# Finance functions

Market data and financial functions including l2price, mid, spread_bps, TWAP, VWAP, and wmid for order book, execution benchmarking, and pricing analysis.

This page describes functions specific to the financial services domain.

## l2price

Level-2 trade price calculation.

`l2price(target_size, size_array, price_array)`

`l2price(target_size, size_1, price_1, size_2, price_2, ..., size_n, price_n)`

Consider `size_1`, `price_1`, `size_2`, `price_2`, ..., `size_n`,
`price_n` to be either side of an order book with `n` price levels. Then, the
return value of the function is the average trade price of a market order
executed with the size of `target_size` against the book.

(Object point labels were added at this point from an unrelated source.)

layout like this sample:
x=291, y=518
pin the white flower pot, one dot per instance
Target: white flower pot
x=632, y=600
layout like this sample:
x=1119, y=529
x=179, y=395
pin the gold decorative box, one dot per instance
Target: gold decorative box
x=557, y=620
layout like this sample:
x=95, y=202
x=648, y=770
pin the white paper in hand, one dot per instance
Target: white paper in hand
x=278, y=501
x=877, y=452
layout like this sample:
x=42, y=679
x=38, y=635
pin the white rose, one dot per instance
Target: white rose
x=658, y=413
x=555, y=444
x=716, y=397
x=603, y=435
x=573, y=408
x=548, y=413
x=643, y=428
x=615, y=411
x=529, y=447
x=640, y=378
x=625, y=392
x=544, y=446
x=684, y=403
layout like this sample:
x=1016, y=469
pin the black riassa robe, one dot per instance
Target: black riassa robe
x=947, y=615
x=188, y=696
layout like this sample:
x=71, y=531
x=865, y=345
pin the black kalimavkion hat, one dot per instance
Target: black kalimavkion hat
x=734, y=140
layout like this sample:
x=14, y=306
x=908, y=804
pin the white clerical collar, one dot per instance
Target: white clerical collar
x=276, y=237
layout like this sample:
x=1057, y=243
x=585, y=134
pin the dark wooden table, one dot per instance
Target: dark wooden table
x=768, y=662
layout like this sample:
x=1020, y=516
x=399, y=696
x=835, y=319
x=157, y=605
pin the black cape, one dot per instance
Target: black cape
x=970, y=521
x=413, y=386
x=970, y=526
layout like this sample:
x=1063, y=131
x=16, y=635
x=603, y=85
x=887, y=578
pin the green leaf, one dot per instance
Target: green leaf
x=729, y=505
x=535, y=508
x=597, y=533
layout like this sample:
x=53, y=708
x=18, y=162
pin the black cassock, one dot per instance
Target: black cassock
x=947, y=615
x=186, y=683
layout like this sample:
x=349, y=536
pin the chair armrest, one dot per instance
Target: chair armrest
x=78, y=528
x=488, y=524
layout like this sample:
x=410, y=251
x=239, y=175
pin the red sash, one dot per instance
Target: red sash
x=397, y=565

Let's take the below order book as an example.

| Size | Bid   | Ask   | Size |
| ---- | ----- | ----- | ---- |
| 10   | 14.10 | 14.50 | 14   |
| 17   | 14.00 | 14.60 | 16   |
| 19   | 13.90 | 14.80 | 23   |
| 21   | 13.70 | 15.10 | 12   |

A _buy market order_ with the size of 50 would wipe out the first two price
levels of the _Ask_ side of the book, and would also trade on the third level.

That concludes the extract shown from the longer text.